Friday, February 4, 2011

Widespread Demolition

Target the support columns near the
base and rest comes tumbling down.
The assignment was to create a completely destructible environment in an open world game. A lofty goal for sure. Physics were already routinely used for small inconsequential objects in the world like crates and barrels, and for sparsely positioned landmark objectives (e.g. gates, walls, and other player impediments). We were planning to add physics to where it mattered during game play... and in an open world game, game play is EVERYWHERE. Whole city blocks would need to be leveled to advance objectives and the player would be provided with wildly creative ways to do so.

The entire city would need to have the capacity to be flattened by the player. No structure would be able to withstand any substantial blast, be it from mortal shells, rocket fire, missile launches by a gunship circling overhead, or even by the gunship itself, should it be shot down and crash into a building.  Every building would be destructible.

Such a task is daunting for a "normal" level, but how do we find a solution for an open world game? Nearly impossible right? Well, nearly...

The biggest problem was frame rate. Buildings are large objects, which when destroyed, break apart into millions of pieces. The bigger the building, the more pieces on screen requiring physics, the more calculations needed to be performed. All attempts to make a structure break apart in believable fashion, with dozens if not hundreds of chunks of debris, would give the engine a heart attack. The small quantity of physics objects the engine could handle was paltry and the destruction of large structures looked horribly cheap. The only option available from our old engine was to have the entire building, as a whole sink, into the ground. No amount of smoke and dust effects could make a building 'slide' into the earth and not look absolutely ridiculous.

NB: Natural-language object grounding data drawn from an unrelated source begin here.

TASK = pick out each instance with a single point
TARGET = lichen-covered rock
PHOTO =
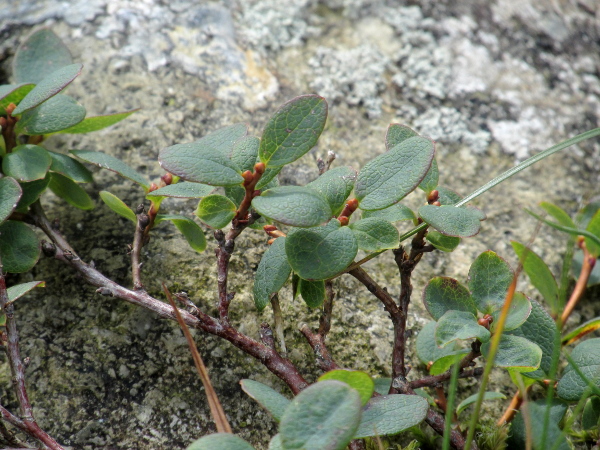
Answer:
(491, 82)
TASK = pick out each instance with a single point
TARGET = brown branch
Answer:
(273, 361)
(434, 419)
(216, 409)
(27, 422)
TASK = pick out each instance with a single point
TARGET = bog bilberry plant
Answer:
(314, 234)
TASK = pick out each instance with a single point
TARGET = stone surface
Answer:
(492, 82)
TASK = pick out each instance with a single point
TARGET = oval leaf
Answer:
(391, 414)
(489, 279)
(373, 234)
(220, 441)
(324, 415)
(452, 221)
(587, 357)
(70, 191)
(516, 353)
(10, 194)
(18, 291)
(312, 292)
(40, 55)
(51, 85)
(192, 233)
(335, 185)
(394, 213)
(293, 205)
(444, 294)
(216, 211)
(96, 123)
(55, 114)
(19, 247)
(356, 379)
(70, 168)
(293, 130)
(272, 273)
(27, 163)
(111, 163)
(268, 398)
(321, 252)
(454, 325)
(388, 178)
(184, 189)
(118, 206)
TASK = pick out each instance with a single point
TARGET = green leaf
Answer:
(96, 123)
(445, 294)
(581, 330)
(312, 292)
(587, 357)
(516, 353)
(293, 205)
(216, 211)
(519, 311)
(593, 227)
(473, 398)
(321, 252)
(590, 419)
(55, 114)
(541, 329)
(111, 163)
(19, 247)
(268, 398)
(18, 291)
(47, 88)
(429, 183)
(271, 274)
(185, 189)
(118, 206)
(577, 263)
(454, 325)
(558, 213)
(70, 191)
(451, 221)
(293, 130)
(427, 349)
(10, 194)
(245, 152)
(323, 416)
(335, 185)
(356, 379)
(394, 213)
(70, 168)
(538, 272)
(444, 363)
(220, 441)
(194, 162)
(397, 133)
(27, 163)
(192, 233)
(32, 191)
(13, 93)
(373, 234)
(391, 414)
(391, 176)
(539, 430)
(489, 279)
(382, 385)
(441, 242)
(40, 55)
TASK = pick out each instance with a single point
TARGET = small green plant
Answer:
(314, 234)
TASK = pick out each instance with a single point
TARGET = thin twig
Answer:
(27, 422)
(216, 409)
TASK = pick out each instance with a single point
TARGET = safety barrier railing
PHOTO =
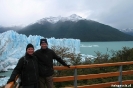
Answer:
(77, 77)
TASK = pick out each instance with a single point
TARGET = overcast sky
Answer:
(116, 13)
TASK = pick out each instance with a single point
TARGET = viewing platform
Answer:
(117, 84)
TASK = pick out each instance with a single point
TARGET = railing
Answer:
(76, 77)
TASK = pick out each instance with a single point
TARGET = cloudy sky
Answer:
(116, 13)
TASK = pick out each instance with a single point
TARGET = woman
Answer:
(27, 67)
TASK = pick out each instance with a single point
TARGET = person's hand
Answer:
(68, 66)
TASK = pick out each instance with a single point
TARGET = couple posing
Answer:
(36, 68)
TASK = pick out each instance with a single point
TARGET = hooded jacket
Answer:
(45, 57)
(28, 68)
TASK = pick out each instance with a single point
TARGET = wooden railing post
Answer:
(75, 78)
(120, 76)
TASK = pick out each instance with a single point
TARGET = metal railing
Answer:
(77, 77)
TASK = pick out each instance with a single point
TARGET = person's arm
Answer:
(17, 70)
(60, 60)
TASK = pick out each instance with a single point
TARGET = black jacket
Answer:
(45, 58)
(28, 68)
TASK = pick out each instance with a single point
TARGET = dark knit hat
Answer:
(29, 46)
(43, 41)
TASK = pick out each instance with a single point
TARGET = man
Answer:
(45, 58)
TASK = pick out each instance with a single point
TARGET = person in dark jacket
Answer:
(27, 67)
(45, 58)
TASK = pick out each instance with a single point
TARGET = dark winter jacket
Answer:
(28, 68)
(45, 58)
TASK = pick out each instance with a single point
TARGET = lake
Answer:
(91, 47)
(103, 47)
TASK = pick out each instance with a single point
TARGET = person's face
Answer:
(44, 45)
(30, 50)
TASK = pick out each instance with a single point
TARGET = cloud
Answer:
(117, 13)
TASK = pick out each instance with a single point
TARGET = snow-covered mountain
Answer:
(127, 31)
(53, 20)
(13, 45)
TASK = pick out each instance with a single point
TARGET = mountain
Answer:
(128, 31)
(4, 29)
(75, 27)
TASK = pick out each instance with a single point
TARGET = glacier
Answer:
(13, 46)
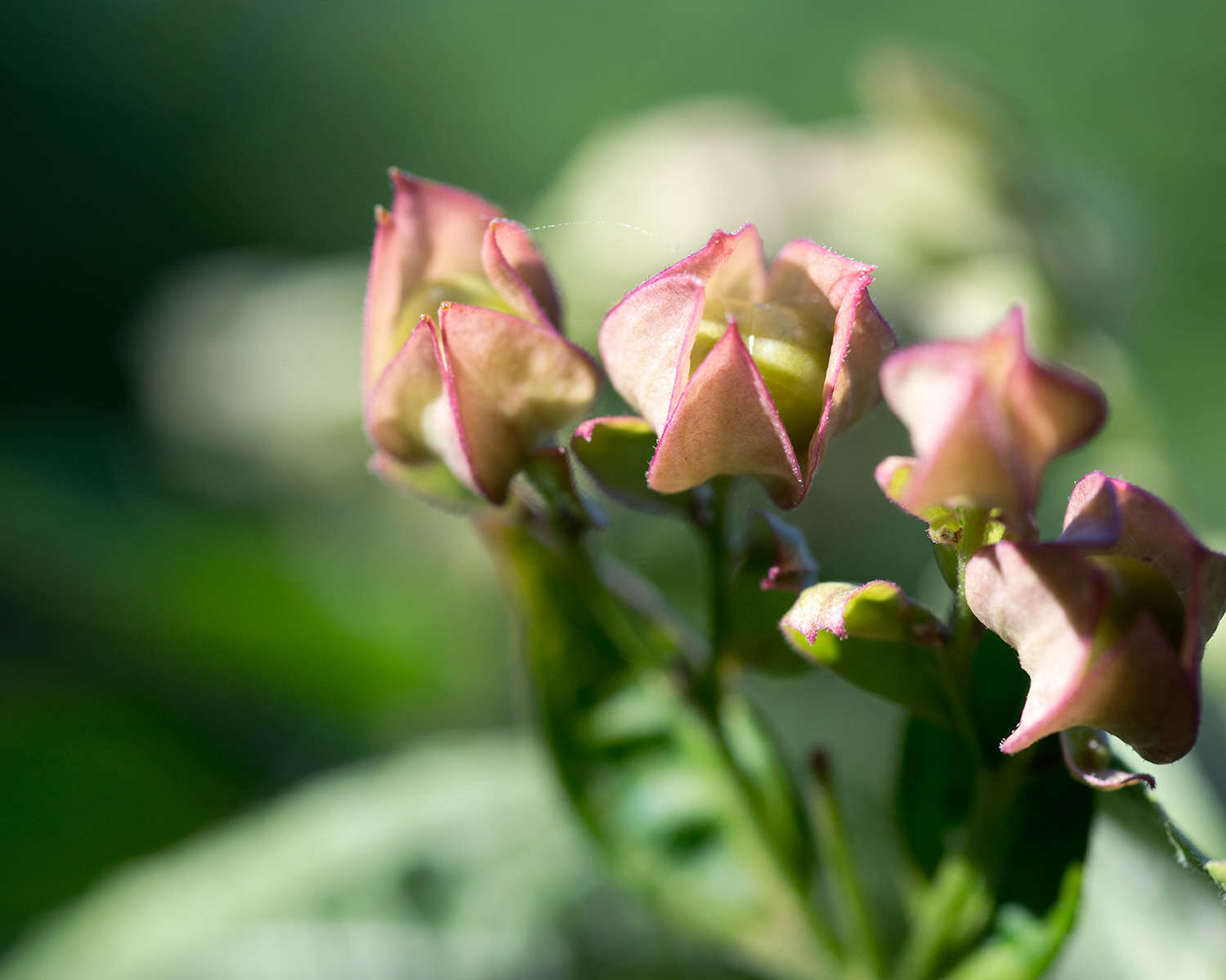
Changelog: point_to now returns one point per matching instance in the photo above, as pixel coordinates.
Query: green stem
(711, 519)
(865, 946)
(965, 632)
(958, 903)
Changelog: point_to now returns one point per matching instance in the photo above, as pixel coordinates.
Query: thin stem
(958, 903)
(710, 519)
(850, 894)
(965, 632)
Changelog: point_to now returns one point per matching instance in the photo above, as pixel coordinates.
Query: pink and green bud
(745, 369)
(463, 360)
(1110, 621)
(985, 421)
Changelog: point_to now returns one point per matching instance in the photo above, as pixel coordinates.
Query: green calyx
(1137, 588)
(790, 350)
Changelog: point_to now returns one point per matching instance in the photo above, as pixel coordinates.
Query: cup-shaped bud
(463, 360)
(745, 369)
(985, 419)
(1110, 621)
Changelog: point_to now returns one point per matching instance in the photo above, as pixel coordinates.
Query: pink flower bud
(747, 369)
(1110, 621)
(463, 360)
(985, 419)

We needed the buildings to break apart like buildings should. Walls needed to be blown away to expose interior space, chunks had to break off and fall to the ground and explode to even more chunks. Buildings needed to tilt and topple over, and whole floors whose support columns have been compromised needed to be flattened in succession like pancakes.

We needed a LOT of physics. We didn't have a lot of room for physics.

The breakthrough came with a proprietary debris system that split the difference between effects and physics. If debris pieces could be stripped to their bare minimum in terms of physics, (i.e. contain very simple collision), they would not cost much more than effects. The system enabled us to load up our screen with hundreds of 3D meshes showering down upon the player and colliding with each other and the ground, but costing little more than regular 2D effects. This debris combined with smoke effects allowed us to cheat the number of real Havok chunks needed to mimic a destroyed building. We finally had the impossible look we were after.

With the technology now available, the challenge became developing the production pipeline to build such a level in a reasonable time frame. And the assets needed to be effiicient and streamlined to fit within engine limitations.

The environment artist was challenged with devising a system of creating buildings that used generics wall pieces specially designed for easy implementation of Havok destruction, but such that the buildings appeared unique and distinctive so that the level would not look repetitive. 

Modulation was key. All textures needed to adhere to strict guidelines. Every building would be designed from a template to maximize reusibility. Building size and floor heights had to be standardized. Shaders needed to be organized and components such as textures, alphas, grime maps, needed to be shared and be as interchangeable as often as possible. We partnered with technical artists to develop robust shaders that would open the path for environments to be built with flexibility and efficiency.

The system was built and our road map was laid out, but the project was put on hold. It remains buried somewhere under a mound of rubble... waiting to be resurrected.